Functions And Capabilities In Kaggle
In this article, we will walk you through the core concept of learning kaggle environment and understanding the fundamentals of kaggle platform and we also take a descriptive drive of learning kaggle different options and functions.
Table of Content
- Basic Functions and Capabilities
- Advanced Capabilities
- Setting a Notebook as a utility script or adding utility script
Basic Functions and Capabilities
On the right-side panel, we have quick menu actions for access to frequently
used features of notebooks. In the following screenshot, we take a more
detailed look at these quick menu actions.
As you can see, the first quick menu actions are grouped under the Data
section. Here, you have buttons to add or remove datasets from the
notebook. By clicking on the Add Data button, you can add one existing
dataset. You have the search text box and quick buttons to select from your
datasets, competition datasets and notebooks. When you select your
notebooks, you can include the output of notebooks as data sources for the
current notebook. You also have an upload button next to the Add Data
button and you can use it to upload a new dataset before adding it to the
notebook. In the same Data section on the panel, you have the input and
output folder browser, and buttons next to each item so that you can copy the
path to either folders or files. Right under the Data section, we have the Models section see figure 1.1.

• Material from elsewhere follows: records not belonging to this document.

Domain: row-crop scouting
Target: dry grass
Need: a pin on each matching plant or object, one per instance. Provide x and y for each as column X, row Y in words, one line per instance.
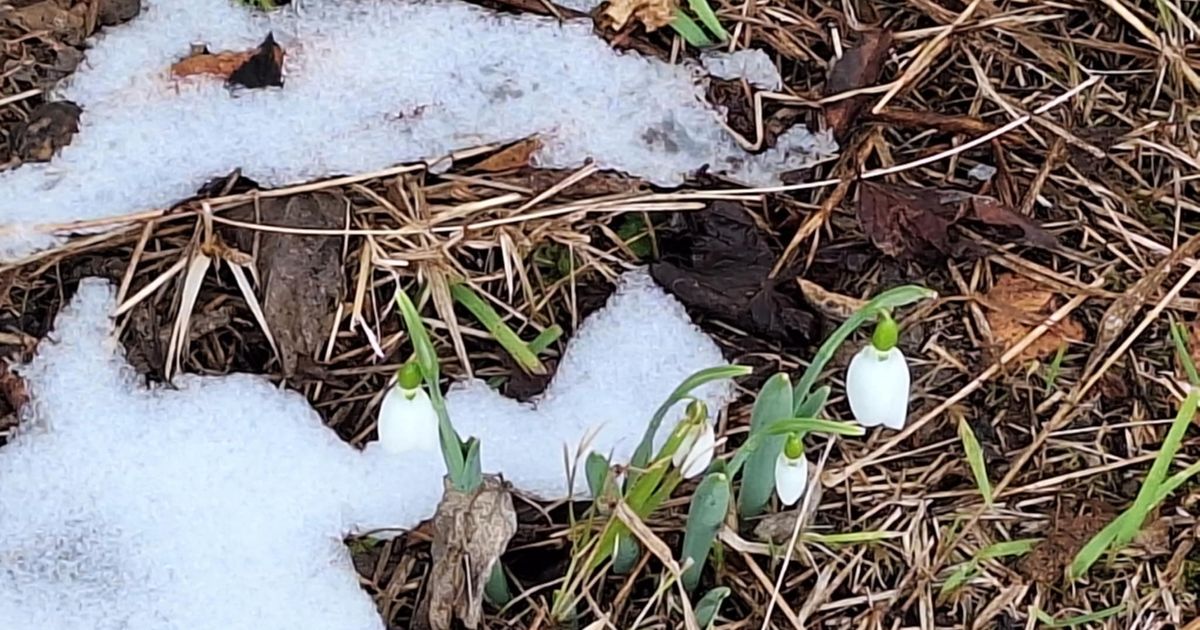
column 1110, row 168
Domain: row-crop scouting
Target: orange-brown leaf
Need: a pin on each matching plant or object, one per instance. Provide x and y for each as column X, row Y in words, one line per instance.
column 513, row 156
column 216, row 64
column 653, row 15
column 1017, row 305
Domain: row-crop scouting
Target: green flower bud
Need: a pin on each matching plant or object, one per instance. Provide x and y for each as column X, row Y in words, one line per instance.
column 887, row 333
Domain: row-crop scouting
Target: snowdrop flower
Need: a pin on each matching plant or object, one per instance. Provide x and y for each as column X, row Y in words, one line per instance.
column 695, row 451
column 877, row 379
column 407, row 419
column 791, row 472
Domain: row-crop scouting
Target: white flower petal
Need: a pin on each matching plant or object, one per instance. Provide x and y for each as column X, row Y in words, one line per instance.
column 407, row 424
column 877, row 388
column 791, row 478
column 701, row 453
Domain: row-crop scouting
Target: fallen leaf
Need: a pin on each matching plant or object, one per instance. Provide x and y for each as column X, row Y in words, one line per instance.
column 51, row 126
column 1017, row 305
column 858, row 67
column 251, row 69
column 1049, row 558
column 472, row 532
column 113, row 12
column 301, row 274
column 907, row 222
column 52, row 16
column 827, row 303
column 653, row 15
column 719, row 264
column 514, row 156
column 263, row 69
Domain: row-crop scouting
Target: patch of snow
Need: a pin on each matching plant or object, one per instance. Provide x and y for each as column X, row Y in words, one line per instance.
column 753, row 65
column 221, row 503
column 369, row 84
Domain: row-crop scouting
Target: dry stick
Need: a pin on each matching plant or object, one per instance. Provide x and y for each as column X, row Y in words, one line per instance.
column 1063, row 414
column 813, row 226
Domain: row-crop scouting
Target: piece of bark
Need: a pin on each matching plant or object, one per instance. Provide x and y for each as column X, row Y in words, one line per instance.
column 51, row 126
column 472, row 532
column 301, row 274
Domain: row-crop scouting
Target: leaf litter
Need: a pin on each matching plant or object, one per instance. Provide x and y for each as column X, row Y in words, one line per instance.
column 906, row 222
column 1019, row 304
column 720, row 265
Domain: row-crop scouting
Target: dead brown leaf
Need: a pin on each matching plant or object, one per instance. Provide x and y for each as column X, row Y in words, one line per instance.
column 1050, row 557
column 827, row 303
column 510, row 157
column 858, row 67
column 301, row 274
column 719, row 262
column 907, row 222
column 259, row 67
column 53, row 16
column 472, row 532
column 653, row 15
column 1017, row 305
column 49, row 127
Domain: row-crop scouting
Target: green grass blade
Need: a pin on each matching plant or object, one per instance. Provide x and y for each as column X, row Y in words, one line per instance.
column 689, row 30
column 975, row 459
column 497, row 589
column 709, row 606
column 706, row 515
column 887, row 300
column 545, row 339
column 645, row 448
column 774, row 402
column 495, row 324
column 1147, row 495
column 1181, row 349
column 708, row 18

Here, we can add models to the notebook. Models is a new feature on the
platform, and it allows you to use powerful pre-trained models in your
notebook. In the Notebook options section, we can configure the accelerator, the
language, the persistence option, the environment, and internet access as per
our preferences see Figure 1.1. By default, the notebook will use a Central
Processing Unit (CPU) only. See the following screenshot for the expanded
view of Add Data, Add Models, and Notebook options in the right-hand
side panel.
You can search datasets by their name or path and you have speed filters to
search in competitions or the output of your notebooks. For Models as well,
you can search by name and filter by type text, image, computer vision or
video. Notebook options allows the selection of an accelerator type None
means CPU only, the programming language, the persistence type and the
option for the environment. By choosing the accelerator, you can switch to using one of the two
hardware accelerator options for Graphical Processing Unit (GPU) or
Tensor Processing Unit (TPU). The technical specifications for CPU
configuration and accelerator configurations, at the time of writing, are given
in Table. For all these specifications, either with CPU or GPU, you have
a maximum of 12 hours of continuous execution time. In the case of TPUs,
the execution time is limited to 9 hours. The input data size, however, is not
limited. The output is limited to 20 GB. An additional 20 GB can be used
only temporarily, during runtime, but it will not be saved after the run. By default, your notebook is set to not use any persistence. You can opt to
ensure persistence for files and variables, files only or variables only.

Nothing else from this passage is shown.